Yeni Yaşam Yazar: Yeni Yaşam
10 Şubat 2019
Kategori: Yazarlar
Facebook'ta PaylaşTwitter'da Paylaş

Londra, sanayi devrimi ve “İmparatorluk” yüzyılları boyunca dünyanın tartışmasız en önemli finans merkeziydi. İmparatorluğun çözülüşüyle birlikte Amerikan dolarının küresel para birimi halini almasıyla eşzamanlı olarak Britanya yönetimi, bir finansal imparatorluğa dönüşme yolunda önemli hamleler yaptı.
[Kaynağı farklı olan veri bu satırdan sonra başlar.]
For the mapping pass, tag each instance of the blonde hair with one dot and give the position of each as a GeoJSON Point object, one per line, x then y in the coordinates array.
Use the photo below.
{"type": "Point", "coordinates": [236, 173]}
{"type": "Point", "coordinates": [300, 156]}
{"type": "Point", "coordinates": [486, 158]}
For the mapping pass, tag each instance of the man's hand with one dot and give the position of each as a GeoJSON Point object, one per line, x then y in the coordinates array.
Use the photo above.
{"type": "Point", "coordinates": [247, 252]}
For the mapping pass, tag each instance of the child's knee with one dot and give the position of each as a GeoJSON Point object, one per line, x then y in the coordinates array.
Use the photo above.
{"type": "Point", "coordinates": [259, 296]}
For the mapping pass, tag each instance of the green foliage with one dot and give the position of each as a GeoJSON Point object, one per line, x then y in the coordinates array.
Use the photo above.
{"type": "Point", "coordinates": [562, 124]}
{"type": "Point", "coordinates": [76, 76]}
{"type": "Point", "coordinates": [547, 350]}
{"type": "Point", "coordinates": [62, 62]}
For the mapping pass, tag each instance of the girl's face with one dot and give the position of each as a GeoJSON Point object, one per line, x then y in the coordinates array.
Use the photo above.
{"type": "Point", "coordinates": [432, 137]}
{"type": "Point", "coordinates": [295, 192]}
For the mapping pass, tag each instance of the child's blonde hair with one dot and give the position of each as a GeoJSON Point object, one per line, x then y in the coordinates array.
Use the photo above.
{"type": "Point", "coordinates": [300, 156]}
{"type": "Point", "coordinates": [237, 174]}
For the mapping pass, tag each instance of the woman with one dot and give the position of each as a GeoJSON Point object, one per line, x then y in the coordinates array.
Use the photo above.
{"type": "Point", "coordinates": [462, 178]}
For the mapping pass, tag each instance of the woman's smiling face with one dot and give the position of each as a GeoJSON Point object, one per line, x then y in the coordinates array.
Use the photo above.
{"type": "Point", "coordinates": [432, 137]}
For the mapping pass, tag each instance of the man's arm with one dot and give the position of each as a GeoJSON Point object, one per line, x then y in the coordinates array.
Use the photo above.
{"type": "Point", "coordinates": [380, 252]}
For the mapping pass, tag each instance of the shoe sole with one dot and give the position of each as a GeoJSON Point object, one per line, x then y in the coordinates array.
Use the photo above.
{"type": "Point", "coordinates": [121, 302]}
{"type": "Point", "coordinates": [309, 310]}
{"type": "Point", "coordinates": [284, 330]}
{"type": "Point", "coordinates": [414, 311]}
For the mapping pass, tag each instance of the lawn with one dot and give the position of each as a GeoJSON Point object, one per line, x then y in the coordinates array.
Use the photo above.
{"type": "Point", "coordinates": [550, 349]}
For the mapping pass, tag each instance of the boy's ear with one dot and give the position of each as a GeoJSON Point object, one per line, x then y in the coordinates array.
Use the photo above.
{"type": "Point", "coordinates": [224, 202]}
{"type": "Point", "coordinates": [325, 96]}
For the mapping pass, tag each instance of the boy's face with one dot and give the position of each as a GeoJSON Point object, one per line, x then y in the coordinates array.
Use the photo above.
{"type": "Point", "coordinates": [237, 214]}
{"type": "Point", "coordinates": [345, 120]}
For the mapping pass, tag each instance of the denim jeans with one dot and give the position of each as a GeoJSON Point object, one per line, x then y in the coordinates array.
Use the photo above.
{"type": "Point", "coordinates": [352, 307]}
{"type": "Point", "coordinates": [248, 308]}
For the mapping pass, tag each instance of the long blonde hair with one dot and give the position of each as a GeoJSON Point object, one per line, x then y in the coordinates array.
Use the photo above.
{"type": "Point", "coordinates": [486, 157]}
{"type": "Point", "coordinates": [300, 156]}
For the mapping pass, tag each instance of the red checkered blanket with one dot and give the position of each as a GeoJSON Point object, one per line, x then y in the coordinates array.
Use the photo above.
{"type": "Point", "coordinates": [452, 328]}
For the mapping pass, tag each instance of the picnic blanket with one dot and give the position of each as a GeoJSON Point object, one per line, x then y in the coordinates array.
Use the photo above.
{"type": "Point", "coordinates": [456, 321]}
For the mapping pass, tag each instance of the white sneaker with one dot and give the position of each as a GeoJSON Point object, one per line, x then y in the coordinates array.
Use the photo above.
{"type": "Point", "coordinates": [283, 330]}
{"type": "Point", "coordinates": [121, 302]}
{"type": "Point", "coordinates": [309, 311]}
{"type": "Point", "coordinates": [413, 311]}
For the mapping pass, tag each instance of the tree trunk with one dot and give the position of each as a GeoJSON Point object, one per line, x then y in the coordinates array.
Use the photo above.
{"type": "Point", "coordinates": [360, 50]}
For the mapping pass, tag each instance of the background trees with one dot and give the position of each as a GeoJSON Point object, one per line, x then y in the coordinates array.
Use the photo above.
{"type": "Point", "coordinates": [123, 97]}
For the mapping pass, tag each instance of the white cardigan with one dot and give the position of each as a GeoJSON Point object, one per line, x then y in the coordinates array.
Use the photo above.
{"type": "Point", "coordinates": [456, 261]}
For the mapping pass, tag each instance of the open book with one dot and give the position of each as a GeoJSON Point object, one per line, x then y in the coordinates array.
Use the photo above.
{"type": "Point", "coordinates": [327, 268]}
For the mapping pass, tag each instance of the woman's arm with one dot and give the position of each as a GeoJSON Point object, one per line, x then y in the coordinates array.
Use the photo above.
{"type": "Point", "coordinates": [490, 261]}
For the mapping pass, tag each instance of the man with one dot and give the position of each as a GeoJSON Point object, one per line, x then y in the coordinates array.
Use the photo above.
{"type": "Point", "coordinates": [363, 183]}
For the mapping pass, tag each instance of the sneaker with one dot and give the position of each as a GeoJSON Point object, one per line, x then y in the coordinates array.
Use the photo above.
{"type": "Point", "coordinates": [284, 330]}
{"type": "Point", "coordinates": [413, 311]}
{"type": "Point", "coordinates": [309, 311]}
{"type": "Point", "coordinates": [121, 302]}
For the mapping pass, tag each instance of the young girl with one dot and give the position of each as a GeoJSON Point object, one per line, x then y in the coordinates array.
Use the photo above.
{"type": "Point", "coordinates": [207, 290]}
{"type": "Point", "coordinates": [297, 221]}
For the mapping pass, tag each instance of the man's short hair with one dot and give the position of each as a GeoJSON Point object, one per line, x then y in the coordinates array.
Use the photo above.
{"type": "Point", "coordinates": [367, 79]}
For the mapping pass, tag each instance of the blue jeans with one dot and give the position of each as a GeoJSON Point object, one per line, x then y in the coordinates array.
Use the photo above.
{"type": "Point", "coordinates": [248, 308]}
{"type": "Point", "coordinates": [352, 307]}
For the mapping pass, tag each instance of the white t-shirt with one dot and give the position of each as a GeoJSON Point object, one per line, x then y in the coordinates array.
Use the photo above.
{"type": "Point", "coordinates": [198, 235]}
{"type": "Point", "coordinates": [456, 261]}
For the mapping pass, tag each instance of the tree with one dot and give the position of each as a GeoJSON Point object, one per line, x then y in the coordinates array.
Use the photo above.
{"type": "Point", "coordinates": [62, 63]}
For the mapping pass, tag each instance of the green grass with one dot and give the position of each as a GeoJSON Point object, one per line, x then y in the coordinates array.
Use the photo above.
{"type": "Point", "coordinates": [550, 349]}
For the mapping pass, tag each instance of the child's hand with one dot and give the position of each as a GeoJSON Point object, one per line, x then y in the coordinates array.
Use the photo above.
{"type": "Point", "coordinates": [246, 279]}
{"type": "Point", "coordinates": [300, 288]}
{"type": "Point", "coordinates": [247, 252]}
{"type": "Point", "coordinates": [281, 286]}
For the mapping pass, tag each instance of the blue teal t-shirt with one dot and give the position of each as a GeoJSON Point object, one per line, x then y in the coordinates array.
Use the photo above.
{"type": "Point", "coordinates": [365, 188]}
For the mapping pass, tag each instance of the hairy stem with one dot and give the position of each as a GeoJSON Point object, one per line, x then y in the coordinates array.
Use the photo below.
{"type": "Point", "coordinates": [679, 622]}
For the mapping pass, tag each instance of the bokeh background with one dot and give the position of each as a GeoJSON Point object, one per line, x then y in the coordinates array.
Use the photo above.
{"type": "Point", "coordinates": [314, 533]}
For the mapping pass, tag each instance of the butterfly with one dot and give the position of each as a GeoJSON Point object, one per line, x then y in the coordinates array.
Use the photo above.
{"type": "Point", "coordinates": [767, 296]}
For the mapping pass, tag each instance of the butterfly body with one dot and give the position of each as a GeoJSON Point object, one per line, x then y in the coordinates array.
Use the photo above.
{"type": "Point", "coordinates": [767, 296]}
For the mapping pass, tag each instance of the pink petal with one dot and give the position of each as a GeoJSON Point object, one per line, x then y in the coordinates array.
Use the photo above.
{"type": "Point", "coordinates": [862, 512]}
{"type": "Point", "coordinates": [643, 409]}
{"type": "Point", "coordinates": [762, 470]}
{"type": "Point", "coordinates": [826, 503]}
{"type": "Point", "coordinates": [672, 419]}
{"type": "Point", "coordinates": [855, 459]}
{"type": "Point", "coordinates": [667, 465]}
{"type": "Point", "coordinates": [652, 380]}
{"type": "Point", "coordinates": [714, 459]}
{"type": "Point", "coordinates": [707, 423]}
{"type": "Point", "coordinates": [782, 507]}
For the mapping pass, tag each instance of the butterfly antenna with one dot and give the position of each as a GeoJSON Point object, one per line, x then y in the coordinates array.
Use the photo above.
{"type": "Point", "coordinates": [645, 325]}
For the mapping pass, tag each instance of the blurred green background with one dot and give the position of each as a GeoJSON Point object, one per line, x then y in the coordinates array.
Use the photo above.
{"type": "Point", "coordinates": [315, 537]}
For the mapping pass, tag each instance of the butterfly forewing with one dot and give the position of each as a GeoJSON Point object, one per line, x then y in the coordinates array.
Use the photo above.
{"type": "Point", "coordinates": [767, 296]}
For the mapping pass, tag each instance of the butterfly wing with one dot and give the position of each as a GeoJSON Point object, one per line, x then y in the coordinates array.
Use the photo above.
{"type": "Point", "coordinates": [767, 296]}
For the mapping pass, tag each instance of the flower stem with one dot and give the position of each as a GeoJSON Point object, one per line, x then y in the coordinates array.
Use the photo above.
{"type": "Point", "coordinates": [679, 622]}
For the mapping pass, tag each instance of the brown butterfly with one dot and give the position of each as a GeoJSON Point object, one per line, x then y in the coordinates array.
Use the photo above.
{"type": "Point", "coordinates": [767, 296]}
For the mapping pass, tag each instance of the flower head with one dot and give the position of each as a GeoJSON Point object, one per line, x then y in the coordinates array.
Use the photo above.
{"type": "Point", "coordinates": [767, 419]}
İngiliz Merkez Bankası 1950’lerde “euromarket” sistemini kurarak Londra’yı bir finans merkezi olarak güncelledi. “Euromarket”, esas olarak uluslararası şirket ve kartellere, yatırım, finansman ve kâr amacıyla ellerinde bulunan parayı depolamaları ve serbestçe kullanabilmeleri için vergilendirmeden muaf bir alan sunmaktaydı.

Londra’nın City bölgesi sınırları içinde açılan bu alan, ABD vergi sisteminden muafiyet arayışı içindeki büyük Amerikan bankaları başta olmak üzere dünyanın en önemli finans kuruluşlarının, operasyon merkezlerini Londra’ya taşımaları sonucunu doğurdu. Sömürgelerini kaybetmesine rağmen Britanya ekonomisi, 1945’ten itibaren sürekli büyüme kaydetti. 1970’li yılların ortalarında krize giren kapitalist ekonomi, çözümü Thatcherizm’de bulacaktı.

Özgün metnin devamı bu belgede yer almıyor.